Environment variables (simpler alternative)
For simple cases, mount Secrets directly as environment variables:
spec:
containers:
- name: order-service
env:
- name: SPRING_DATASOURCE_USERNAME
valueFrom:
secretKeyRef:
name: db-credentials
key: username
- name: SPRING_DATASOURCE_PASSWORD
valueFrom:
secretKeyRef:
name: db-credentials
key: password
Spring Boot maps SPRING_DATASOURCE_PASSWORD to spring.datasource.password via its relaxed binding.
Dockerfile Best Practices
# Multi-stage: builder
FROM eclipse-temurin:21-jdk-alpine AS builder
WORKDIR /build
COPY . .
RUN ./mvnw -q package -DskipTests
# Extract layers for cache efficiency
RUN java -Djarmode=tools -jar target/*.jar extract --destination target/extracted
# Runtime: minimal JRE
FROM eclipse-temurin:21-jre-alpine
WORKDIR /app
# Non-root user
RUN addgroup -g 1001 appgroup && adduser -u 1001 -G appgroup -s /bin/sh -D appuser
USER appuser
# Copy extracted layers (most stable first for Docker layer caching)

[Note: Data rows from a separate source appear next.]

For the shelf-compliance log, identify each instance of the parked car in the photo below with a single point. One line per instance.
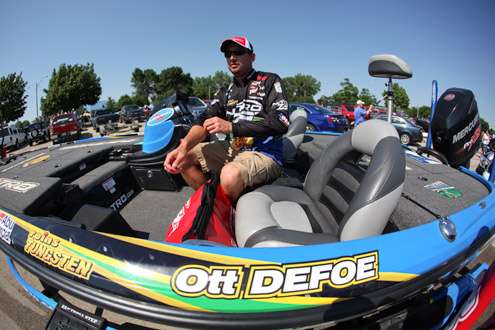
(38, 132)
(321, 119)
(103, 116)
(12, 137)
(65, 127)
(196, 105)
(423, 123)
(132, 112)
(409, 133)
(348, 111)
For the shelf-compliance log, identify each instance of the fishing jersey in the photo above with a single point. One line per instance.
(258, 110)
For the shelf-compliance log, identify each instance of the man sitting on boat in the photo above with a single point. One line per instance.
(248, 118)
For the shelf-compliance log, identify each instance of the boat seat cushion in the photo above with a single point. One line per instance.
(275, 215)
(281, 216)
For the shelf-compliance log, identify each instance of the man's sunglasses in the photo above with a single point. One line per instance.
(235, 52)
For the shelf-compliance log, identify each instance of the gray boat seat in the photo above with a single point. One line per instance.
(295, 134)
(273, 216)
(388, 66)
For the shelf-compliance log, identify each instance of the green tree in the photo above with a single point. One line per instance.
(125, 100)
(347, 94)
(144, 83)
(12, 98)
(70, 88)
(301, 88)
(401, 99)
(366, 96)
(325, 101)
(206, 87)
(174, 79)
(139, 100)
(203, 87)
(111, 104)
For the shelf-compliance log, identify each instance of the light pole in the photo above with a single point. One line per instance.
(37, 115)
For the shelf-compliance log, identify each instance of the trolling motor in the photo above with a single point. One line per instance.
(391, 67)
(161, 135)
(455, 128)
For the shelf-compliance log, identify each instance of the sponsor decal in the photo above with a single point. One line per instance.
(16, 185)
(37, 160)
(257, 88)
(283, 119)
(6, 227)
(281, 105)
(420, 159)
(467, 146)
(245, 110)
(444, 190)
(109, 185)
(122, 200)
(232, 102)
(48, 248)
(268, 281)
(180, 215)
(160, 116)
(449, 97)
(461, 134)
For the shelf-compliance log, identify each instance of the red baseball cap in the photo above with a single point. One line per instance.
(241, 41)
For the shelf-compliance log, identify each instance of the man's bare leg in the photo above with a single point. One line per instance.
(231, 181)
(192, 173)
(194, 177)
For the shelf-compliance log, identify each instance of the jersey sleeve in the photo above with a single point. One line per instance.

COPY --from=builder --chown=appuser:appgroup /build/target/extracted/dependencies/ ./
COPY --from=builder --chown=appuser:appgroup /build/target/extracted/spring-boot-loader/ ./
COPY --from=builder --chown=appuser:appgroup /build/target/extracted/snapshot-dependencies/ ./
COPY --from=builder --chown=appuser:appgroup /build/target/extracted/application/ ./
EXPOSE 8080
ENTRYPOINT ["java", "-XX:MaxRAMPercentage=75", "-XX:+ExitOnOutOfMemoryError", "org.springframework.boot.loader.launch.JarLauncher"]
Key practices:
- Layered JARs: dependencies layer rarely changes — Docker caches it across builds
- Non-root user: never run as root in a container
- JRE not JDK: runtime only, smaller image
- Alpine base: ~200 MB vs ~500 MB for Ubuntu-based images
Horizontal Pod Autoscaler (HPA)
Scale based on custom metrics from Prometheus:
apiVersion: autoscaling/v2
kind: HorizontalPodAutoscaler
metadata:
name: order-service-hpa
spec:
scaleTargetRef:
apiVersion: apps/v1
kind: Deployment
name: order-service
minReplicas: 2
maxReplicas: 20
metrics:
- type: Resource
resource:
name: cpu
target:
type: Utilization
averageUtilization: 70
- type: Pods
pods:
metric:
name: http_server_requests_seconds_count # from Actuator → Prometheus
target:
type: AverageValue
averageValue: "100" # scale when each pod handles >100 req/s
With Virtual Threads, pods scale faster under load because each pod can handle more concurrent requests before CPU saturates.
Quick Reference
# Probes
startupProbe:
httpGet: { path: /actuator/health/liveness, port: 8080 }
failureThreshold: 30
periodSeconds: 10
livenessProbe:
httpGet: { path: /actuator/health/liveness, port: 8080 }
periodSeconds: 10
readinessProbe:
httpGet: { path: /actuator/health/readiness, port: 8080 }
periodSeconds: 5
# Graceful shutdown
server.shutdown: graceful
spring.lifecycle.timeout-per-shutdown-phase: 30s
terminationGracePeriodSeconds: 60
# JVM flags
-XX:MaxRAMPercentage=75
-XX:+ExitOnOutOfMemoryError
Summary
Spring Boot on Kubernetes needs four things done right: correct probe configuration (startup → liveness → readiness), graceful shutdown with a preStop sleep to close the routing race condition, JVM memory flags set to respect container limits, and configuration sourced from ConfigMaps and Secrets rather than container images. Never run as root, use layered JARs for faster builds, and size memory limits with 25% headroom for non-heap allocations.